On Monday we brought you 35 insane costumes from around the world-- costumes so inexplicable and bizarre that if you actually wore one around for a night, you'd probably be greeted by one long, roving standing ovation.
What follows are 20 samples from the other end of the costume spectrum--good for inspiring a healthy mixture of douche-chills and rage. If you're wearing one of these, consider yourself warned: those guys aren't getting up from the bar to come over and shake your hand.
Aside from the "Would you like to buy some Bibles?" look on the model's face, it's the white leotards that seal the wearer's fate. Or possibly the little red dick-tie.
If you want to look like a Muslim Darth Vader, this costume is for you. Despite the claims in the picture, don't be surprised if women dressed like money do not approach you to withdraw cash from your wiener.
The early model Terminators were easily identifiable, since Skynet's files on what penises really look like were badly damaged in the initial attack.
Oh shit! It's Cain! Cain the Vampire Tyrant! And he's been playing the Nintendo with his power Glove!

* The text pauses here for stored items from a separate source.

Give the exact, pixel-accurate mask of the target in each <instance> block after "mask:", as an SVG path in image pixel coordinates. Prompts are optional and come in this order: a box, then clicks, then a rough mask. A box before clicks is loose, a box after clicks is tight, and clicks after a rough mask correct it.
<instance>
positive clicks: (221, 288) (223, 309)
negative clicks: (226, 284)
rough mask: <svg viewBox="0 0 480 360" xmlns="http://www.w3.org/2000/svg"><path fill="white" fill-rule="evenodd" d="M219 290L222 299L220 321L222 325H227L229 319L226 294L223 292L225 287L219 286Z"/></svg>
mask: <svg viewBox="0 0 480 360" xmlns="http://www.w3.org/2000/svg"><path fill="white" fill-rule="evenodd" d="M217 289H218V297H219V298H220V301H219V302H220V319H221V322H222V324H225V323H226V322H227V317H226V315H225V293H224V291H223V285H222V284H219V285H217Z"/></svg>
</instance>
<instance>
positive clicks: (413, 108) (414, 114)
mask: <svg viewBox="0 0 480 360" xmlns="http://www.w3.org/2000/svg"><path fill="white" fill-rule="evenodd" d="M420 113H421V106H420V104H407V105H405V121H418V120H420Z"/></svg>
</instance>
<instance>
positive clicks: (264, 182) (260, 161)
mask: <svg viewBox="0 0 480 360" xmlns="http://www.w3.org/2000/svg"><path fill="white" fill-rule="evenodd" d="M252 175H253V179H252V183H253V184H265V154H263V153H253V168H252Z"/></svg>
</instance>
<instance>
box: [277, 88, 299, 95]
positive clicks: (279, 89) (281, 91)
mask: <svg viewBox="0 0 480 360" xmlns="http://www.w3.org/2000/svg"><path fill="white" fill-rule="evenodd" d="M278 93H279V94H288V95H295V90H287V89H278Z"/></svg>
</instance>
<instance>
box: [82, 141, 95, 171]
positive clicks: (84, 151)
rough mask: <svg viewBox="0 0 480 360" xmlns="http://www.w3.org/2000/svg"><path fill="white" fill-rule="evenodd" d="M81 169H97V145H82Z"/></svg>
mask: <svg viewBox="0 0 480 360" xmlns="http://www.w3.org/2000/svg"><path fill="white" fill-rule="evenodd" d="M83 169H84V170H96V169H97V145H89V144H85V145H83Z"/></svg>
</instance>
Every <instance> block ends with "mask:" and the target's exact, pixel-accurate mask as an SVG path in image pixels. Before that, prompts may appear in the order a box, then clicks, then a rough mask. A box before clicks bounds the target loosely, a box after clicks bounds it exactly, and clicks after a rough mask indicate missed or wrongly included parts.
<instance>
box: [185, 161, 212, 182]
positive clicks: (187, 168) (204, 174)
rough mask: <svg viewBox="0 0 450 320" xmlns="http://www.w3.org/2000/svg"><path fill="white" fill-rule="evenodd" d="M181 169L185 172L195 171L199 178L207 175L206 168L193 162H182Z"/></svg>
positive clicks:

This dude finally gets a modeling gig that has nothing to do with his biceps or his dreadlocks, so he improvises. The woman is sad because she knows the inevitable attempt to "unlock" here will cause her entrails to go flying out of her lower back, a gruesome and undignified death via impalement on a wacky costume.
This lacks the sexual connotations of the lock and key outfit above, but we can't figure out if that makes the costume more sad or less. At least aliens won't be able to read their thoughts.
Oh, we get it. "Hung" as in hung like a horse. Like, you have a big penis. And you convey this by... attaching a stuffed horse's head to your groin? With a hangman's noose? This costume's designer has many a dead hooker in his basement.
We can think of two people off the top of our heads who haven't seen this movie: the guy who designed this costume and the guy wearing it.
We know. We can see it. And the children can see it. Warning: This costume is illegal in 48 states.
Just because he is wearing a hat and carrying frankincense does not mean this is not a Geisha Girl costume.